Each of the first four volumes consists of maps followed by alphabetically-organized entries. The first volume also includes three special essays: The Origins of World War I; The Outbreak of World War I (after June 28, 1914); and World War I Overview.
The fifth volume presents 207 key primary source documents, organized by dates, including pre-war and post-war periods. For example, Document 42 presents the report of German U-9 commander Lieutenant Otto Weddigen, who sank three British cruisers in the first major submarine engagement of the war on 22 September 1914, juxtaposed against the report by Royal Navy Commander Bertram W.L. Nicholson who was on the Cressy, one of the cruisers that was lost.
Other documents include official treaties and communiqués such as President Woodrow Wilson’s correspondence with the German government in 1918, and even famous popular items such as Canadian surgeon John McCrae’s poem “In Flanders Fields” published in the British magazine Punch in December 1915.
A few entries have become outdated by recent research and scholarship and the maps are often too general, not even identifying armies let alone subordinate units.

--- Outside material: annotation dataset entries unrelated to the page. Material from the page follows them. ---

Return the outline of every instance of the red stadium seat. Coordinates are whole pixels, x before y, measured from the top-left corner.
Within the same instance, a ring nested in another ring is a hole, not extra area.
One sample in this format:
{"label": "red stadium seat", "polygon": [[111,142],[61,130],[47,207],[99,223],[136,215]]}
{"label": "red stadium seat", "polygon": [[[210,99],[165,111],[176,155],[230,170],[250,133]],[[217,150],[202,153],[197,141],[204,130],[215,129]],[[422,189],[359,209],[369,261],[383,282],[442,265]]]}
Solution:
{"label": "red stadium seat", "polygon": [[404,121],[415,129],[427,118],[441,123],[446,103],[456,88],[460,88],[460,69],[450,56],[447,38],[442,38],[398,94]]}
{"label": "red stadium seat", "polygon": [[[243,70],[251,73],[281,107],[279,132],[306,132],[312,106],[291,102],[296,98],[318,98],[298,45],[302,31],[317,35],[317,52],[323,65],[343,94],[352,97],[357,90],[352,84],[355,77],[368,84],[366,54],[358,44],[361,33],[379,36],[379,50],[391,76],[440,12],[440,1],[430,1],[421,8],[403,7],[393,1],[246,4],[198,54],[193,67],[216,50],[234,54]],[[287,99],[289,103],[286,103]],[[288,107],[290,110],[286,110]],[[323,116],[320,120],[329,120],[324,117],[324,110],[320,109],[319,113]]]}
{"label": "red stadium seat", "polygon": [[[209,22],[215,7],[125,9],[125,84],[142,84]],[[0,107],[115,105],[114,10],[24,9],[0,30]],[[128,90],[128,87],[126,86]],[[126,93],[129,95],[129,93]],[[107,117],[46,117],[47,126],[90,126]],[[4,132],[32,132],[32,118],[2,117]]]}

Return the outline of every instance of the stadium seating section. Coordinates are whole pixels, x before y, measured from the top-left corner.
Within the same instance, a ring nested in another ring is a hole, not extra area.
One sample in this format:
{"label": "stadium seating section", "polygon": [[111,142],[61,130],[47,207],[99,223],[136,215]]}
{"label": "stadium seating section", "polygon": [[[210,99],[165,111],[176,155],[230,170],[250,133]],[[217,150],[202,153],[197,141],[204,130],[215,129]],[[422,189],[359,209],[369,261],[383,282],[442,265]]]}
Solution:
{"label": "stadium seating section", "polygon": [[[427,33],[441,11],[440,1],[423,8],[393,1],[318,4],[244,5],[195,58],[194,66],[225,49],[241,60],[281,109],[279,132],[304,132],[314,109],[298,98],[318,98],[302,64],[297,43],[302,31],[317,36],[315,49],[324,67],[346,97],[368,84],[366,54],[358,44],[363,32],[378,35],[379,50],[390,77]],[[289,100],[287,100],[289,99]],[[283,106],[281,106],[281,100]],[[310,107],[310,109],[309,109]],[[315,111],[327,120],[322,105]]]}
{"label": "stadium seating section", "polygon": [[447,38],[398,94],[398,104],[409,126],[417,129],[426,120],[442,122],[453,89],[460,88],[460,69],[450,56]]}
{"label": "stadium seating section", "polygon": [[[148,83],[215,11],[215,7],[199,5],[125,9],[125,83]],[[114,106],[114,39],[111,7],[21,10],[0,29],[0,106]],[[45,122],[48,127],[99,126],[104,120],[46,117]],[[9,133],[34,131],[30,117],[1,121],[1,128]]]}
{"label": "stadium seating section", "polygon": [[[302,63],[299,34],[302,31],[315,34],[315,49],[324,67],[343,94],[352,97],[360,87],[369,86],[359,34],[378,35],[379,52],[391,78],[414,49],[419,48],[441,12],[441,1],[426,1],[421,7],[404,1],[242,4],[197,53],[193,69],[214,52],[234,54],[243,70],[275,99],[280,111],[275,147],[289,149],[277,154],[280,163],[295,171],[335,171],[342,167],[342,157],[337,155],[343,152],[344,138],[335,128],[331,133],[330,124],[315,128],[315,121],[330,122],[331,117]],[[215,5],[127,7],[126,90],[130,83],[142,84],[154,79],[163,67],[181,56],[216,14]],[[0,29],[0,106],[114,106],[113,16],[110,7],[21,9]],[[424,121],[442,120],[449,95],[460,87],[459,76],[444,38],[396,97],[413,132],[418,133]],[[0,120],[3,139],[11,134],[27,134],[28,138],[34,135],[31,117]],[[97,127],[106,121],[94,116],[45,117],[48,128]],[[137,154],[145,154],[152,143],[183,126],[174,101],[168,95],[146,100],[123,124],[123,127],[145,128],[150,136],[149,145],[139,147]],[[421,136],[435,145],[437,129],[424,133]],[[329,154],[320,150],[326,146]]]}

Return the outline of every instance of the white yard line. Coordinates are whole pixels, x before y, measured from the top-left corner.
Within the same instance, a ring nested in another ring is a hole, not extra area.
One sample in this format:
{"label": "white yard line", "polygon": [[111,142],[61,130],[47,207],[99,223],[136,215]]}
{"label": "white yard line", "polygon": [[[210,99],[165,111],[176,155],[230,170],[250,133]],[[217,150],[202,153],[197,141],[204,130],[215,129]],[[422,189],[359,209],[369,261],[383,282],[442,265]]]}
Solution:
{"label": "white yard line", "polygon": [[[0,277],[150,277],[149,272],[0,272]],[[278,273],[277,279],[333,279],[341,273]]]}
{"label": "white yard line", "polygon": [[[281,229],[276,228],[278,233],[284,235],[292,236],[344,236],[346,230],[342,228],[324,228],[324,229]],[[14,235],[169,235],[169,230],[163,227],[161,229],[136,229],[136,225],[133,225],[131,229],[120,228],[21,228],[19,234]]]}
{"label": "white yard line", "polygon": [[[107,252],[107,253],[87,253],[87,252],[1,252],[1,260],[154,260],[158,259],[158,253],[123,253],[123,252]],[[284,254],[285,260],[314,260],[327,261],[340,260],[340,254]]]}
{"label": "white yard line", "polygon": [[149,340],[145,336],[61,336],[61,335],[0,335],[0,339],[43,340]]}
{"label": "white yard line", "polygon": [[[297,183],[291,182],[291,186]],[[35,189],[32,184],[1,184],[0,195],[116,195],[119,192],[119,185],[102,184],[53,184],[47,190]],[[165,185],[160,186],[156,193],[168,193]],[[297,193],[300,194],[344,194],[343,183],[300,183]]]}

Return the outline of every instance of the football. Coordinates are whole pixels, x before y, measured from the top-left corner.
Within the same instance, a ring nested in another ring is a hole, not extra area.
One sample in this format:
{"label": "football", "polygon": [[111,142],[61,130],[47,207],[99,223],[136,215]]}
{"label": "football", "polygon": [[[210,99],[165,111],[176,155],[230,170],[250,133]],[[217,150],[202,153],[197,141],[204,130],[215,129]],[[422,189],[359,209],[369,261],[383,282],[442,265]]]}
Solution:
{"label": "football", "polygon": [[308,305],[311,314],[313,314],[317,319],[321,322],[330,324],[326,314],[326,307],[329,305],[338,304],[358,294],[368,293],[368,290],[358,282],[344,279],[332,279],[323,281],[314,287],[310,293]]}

Using a modern tank silhouette to indicate Ottoman mobile howitzer battalions on the Gallipoli-Dardanelles map in volume two (page 635) looks very odd as well as anachronistic.
Despite these minor complaints, these volumes sit on a shelf within easy reach of my desk. I refer to them regularly as a starting point and/or fact-checking reference. They are indispensible to my work. Highly recommended for anyone with a serious interest in the study of the First World War.